Paul charged the church in Thessalonica to “have this letter read to all the brothers and sisters” (1 Thess 5:27, NIV). When was the last time your church read one of Paul’s letters in full during a worship service? He expected his letters to be read and taught in this way, but we’ve grown accustomed to dealing with only a few verses at a time.
Now I’m not saying it’s wrong to read or teach the Bible a few verses at a time. But I would suggest this practice shapes us to think of the Bible only a few verses at a time. And we should at least be aware this is not the only (nor perhaps the best) way to read.
Which is why the recent flood of reader’s Bibles is such a delightful turn of events. I recently received a review copy of the NIV Reader’s Bible from Zondervan in exchange for an honest review. How does it hold up?
What It Does Well
As with other reader’s Bibles, the NIV Reader’s Bible gets most of the man-made clutter off the page. There are no verse numbers, cross-references, study notes, or section headings. Chapter numbers are moved out of the text block and into the margin, in a discreet light blue font.

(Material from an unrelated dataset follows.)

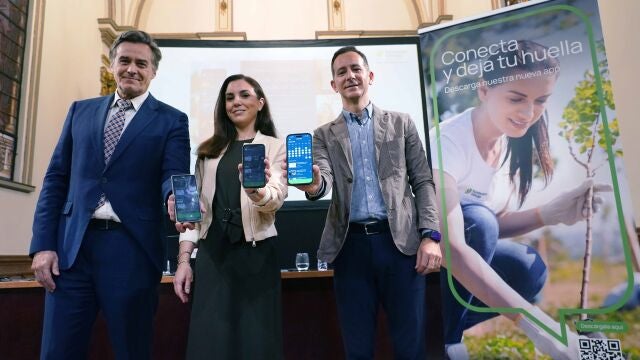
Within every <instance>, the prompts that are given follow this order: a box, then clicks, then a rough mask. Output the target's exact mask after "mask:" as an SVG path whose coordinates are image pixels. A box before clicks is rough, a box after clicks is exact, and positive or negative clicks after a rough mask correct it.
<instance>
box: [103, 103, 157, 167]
mask: <svg viewBox="0 0 640 360" xmlns="http://www.w3.org/2000/svg"><path fill="white" fill-rule="evenodd" d="M157 107H158V101H157V100H156V99H155V98H154V97H153V96H151V94H149V97H147V99H146V100H145V102H143V103H142V106H141V107H140V109H139V110H138V111H137V112H136V114H135V115H134V116H133V119H131V122H130V123H129V125H127V127H126V128H125V129H124V132H123V133H122V136H120V140H119V141H118V145H116V149H115V150H114V151H113V155H111V159H110V160H109V163H108V164H107V166H106V167H105V170H106V169H108V168H109V166H110V165H111V164H112V163H113V162H114V161H116V160H117V159H118V158H119V157H120V156H121V155H122V153H123V152H124V151H125V150H126V148H127V146H129V144H131V142H133V141H134V140H135V138H136V137H137V136H138V134H139V133H140V132H141V131H142V130H143V129H144V128H146V127H147V125H149V124H150V123H151V122H152V121H153V119H154V117H155V115H156V109H157Z"/></svg>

The text presents in a single column, just like the novels and books of poetry we’re used to reading. Scenes with dialogue give a new paragraph to each character that speaks, just like the other narratives we read in our day. This is quite welcome.

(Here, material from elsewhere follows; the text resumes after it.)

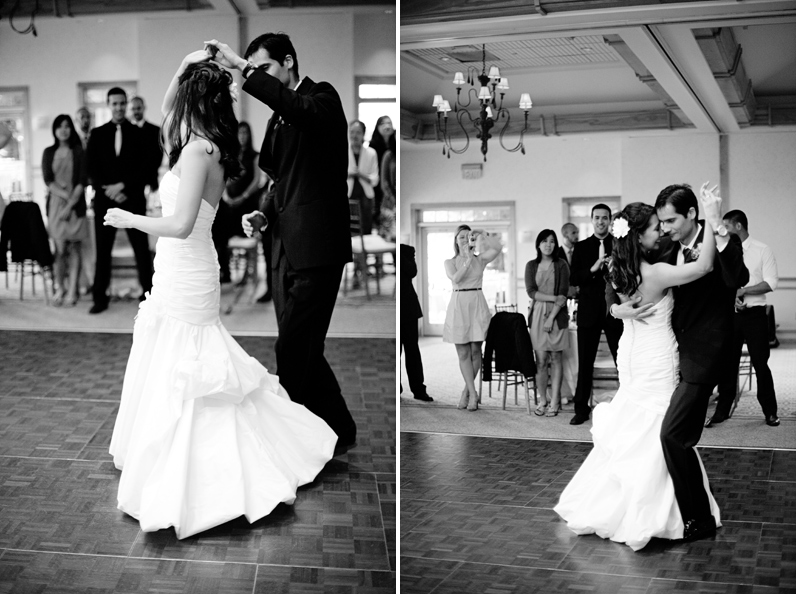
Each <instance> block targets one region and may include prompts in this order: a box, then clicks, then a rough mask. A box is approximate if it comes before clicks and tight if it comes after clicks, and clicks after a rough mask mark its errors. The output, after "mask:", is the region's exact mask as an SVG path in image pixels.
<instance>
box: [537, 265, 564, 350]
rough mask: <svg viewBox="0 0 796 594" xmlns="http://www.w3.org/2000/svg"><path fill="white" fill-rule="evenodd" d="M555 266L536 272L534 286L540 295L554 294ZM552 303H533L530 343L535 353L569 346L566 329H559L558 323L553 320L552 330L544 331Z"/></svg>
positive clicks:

Line breaks are placed carefully, being sensitive to the literary flow of the text. This Bible’s editors laudably show no special concern for traditional chapter divisions. They put the line breaks where the text warrants them. For example, in reading Judges, we get a solid block of text from Judges 1:1 all the way to Judges 2:5. Along the way, we wave to an unobtrusive little “2” in the margin that marks the coming and going of Judges 2:1. But we don’t stop to make the acquaintance of that little 2. We drive right by it until we park where the text itself parks, at Judges 2:5. Then we calmly sip our tea, take a breath, and move to the next phase of the story, beginning with Judges 2:6. But we don’t really know it’s verse 6; all we know is that the next round of literary glory awaits us.
What Could Be Better
Unfortunately, a few features substantially distract the eager reader.
- The margins are too small. With 1/2″ margins all around, the page simply looks like it has too many words on it. There is no buffer, no rest for the eye. When I try to read this Bible for more than a few minutes, I just can’t do it without my eyes bugging out. And I usually have to use my finger to keep my place on the page.

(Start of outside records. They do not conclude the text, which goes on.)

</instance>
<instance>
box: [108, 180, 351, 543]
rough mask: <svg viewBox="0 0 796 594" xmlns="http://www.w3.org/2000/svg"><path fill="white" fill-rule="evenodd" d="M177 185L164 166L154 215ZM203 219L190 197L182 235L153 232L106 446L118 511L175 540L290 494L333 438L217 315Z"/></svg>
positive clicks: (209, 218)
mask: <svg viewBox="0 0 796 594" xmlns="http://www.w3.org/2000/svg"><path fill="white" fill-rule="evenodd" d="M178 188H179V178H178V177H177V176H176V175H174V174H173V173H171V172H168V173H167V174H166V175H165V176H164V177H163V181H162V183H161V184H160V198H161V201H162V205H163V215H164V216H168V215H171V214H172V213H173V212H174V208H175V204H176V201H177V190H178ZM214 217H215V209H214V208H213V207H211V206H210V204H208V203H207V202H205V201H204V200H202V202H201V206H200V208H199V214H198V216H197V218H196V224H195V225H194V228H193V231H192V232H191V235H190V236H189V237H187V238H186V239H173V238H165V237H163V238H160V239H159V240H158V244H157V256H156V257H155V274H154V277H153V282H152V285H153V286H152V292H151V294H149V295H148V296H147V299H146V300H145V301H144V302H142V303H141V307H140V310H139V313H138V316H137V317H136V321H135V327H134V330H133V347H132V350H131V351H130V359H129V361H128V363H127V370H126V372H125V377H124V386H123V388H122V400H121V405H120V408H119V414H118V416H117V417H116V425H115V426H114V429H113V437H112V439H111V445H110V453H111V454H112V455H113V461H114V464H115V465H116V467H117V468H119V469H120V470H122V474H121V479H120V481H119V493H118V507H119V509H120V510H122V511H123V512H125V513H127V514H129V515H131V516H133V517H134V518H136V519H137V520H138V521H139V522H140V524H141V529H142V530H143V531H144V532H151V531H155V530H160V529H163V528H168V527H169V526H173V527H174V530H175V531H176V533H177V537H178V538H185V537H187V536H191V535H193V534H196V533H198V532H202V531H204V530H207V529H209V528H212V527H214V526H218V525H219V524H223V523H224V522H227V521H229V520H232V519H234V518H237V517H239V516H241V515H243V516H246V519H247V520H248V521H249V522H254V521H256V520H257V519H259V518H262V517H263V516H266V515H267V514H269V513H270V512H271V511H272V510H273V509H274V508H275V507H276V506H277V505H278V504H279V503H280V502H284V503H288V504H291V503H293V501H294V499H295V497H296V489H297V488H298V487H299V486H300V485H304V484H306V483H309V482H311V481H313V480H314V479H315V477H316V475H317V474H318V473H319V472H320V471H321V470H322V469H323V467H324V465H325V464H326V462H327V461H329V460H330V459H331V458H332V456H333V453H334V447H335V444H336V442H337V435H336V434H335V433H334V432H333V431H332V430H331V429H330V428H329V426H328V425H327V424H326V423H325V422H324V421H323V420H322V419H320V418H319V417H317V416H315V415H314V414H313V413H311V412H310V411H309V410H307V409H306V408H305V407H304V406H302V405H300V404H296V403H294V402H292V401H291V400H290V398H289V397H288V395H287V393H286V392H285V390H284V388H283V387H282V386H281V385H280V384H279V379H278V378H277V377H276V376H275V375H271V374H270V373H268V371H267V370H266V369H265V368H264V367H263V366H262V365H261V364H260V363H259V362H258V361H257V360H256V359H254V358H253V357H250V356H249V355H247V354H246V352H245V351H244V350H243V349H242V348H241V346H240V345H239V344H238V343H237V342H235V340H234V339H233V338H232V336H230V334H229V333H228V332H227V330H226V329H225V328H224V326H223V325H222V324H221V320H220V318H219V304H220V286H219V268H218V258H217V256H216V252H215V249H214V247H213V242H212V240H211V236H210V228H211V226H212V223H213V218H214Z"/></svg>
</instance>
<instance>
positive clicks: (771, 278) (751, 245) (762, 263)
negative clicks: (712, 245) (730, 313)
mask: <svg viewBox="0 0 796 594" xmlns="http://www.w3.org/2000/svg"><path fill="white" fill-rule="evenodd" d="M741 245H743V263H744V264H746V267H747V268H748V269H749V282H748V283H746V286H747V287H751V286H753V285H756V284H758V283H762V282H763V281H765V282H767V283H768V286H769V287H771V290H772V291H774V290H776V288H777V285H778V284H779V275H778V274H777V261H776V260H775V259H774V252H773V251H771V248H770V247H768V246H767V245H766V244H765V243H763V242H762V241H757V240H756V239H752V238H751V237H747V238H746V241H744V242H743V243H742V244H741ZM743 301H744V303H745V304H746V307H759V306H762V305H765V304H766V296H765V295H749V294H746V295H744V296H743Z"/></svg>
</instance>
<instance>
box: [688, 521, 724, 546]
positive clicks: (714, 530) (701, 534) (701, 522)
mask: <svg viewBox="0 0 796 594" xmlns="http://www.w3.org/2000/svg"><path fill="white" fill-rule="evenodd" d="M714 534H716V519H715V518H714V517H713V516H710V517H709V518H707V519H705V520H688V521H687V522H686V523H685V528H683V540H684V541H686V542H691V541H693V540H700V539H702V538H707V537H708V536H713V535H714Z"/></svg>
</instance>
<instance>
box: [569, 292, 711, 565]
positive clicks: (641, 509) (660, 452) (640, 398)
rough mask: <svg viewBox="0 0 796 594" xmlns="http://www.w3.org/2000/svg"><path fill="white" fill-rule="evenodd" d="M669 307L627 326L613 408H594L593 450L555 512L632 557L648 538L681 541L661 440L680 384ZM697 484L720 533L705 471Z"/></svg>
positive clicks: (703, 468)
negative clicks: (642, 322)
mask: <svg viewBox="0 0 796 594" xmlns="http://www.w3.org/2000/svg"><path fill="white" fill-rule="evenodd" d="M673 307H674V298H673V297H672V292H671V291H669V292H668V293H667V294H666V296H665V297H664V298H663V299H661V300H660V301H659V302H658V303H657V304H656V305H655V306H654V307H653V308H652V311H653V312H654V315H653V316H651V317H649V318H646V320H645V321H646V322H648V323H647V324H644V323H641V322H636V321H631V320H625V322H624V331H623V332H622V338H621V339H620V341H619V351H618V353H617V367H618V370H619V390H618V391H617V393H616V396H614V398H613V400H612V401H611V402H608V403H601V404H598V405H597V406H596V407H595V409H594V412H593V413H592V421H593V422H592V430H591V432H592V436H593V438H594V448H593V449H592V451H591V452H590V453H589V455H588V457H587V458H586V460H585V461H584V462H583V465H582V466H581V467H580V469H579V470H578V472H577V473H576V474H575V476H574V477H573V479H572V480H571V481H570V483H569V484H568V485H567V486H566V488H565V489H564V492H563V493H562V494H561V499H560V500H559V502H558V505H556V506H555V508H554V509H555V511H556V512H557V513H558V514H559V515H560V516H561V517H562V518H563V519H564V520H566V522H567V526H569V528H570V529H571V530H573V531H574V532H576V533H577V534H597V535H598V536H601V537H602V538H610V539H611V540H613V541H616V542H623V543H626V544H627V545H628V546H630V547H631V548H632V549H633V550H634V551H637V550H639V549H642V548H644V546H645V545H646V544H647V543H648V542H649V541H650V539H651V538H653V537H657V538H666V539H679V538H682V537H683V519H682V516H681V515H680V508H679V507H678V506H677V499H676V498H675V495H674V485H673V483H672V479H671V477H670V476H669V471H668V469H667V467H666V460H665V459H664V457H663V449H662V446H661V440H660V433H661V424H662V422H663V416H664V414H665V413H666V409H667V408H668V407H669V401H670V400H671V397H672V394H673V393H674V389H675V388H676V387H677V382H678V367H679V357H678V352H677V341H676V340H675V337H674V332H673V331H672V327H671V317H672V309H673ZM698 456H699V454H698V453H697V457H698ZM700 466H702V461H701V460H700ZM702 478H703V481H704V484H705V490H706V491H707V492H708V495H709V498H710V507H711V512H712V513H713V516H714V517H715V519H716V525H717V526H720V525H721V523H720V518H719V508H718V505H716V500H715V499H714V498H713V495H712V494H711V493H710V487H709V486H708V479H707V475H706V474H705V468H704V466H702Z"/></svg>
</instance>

- End notes. I do not understand why there are end notes in this Bible. The end note markers either tease or annoy, depending on the reader’s mindset. But either way, they distract from the simplicity of reading. The notes themselves are placed at the end of each Bible book, creating a feeling that you haven’t really read the book unless you’ve spent the time flipping pages back and forth to read them all.
- The book is fat and sharp. It has a shorter page height and a wider page width than some other reader’s Bibles. This both adds to the feel of too many words on a page and increases the page count, making the physical book quite fat. In addition, the corners of the spine are sharp, giving the book a distinct rectangular look when sitting on the table. Most books we read have rounded corners to the spine. The fatness and sharpness combine to make this book difficult to hold for extended periods of time. (In its favor, the book lays very flat on a table. But how often do you lose yourself in a book you’re reading on a table?)
The NIV is a great translation for extended reading. But unfortunately, the NIV Reader’s Bible does more to distract from the reading experience than to encourage it. This one’s not for me.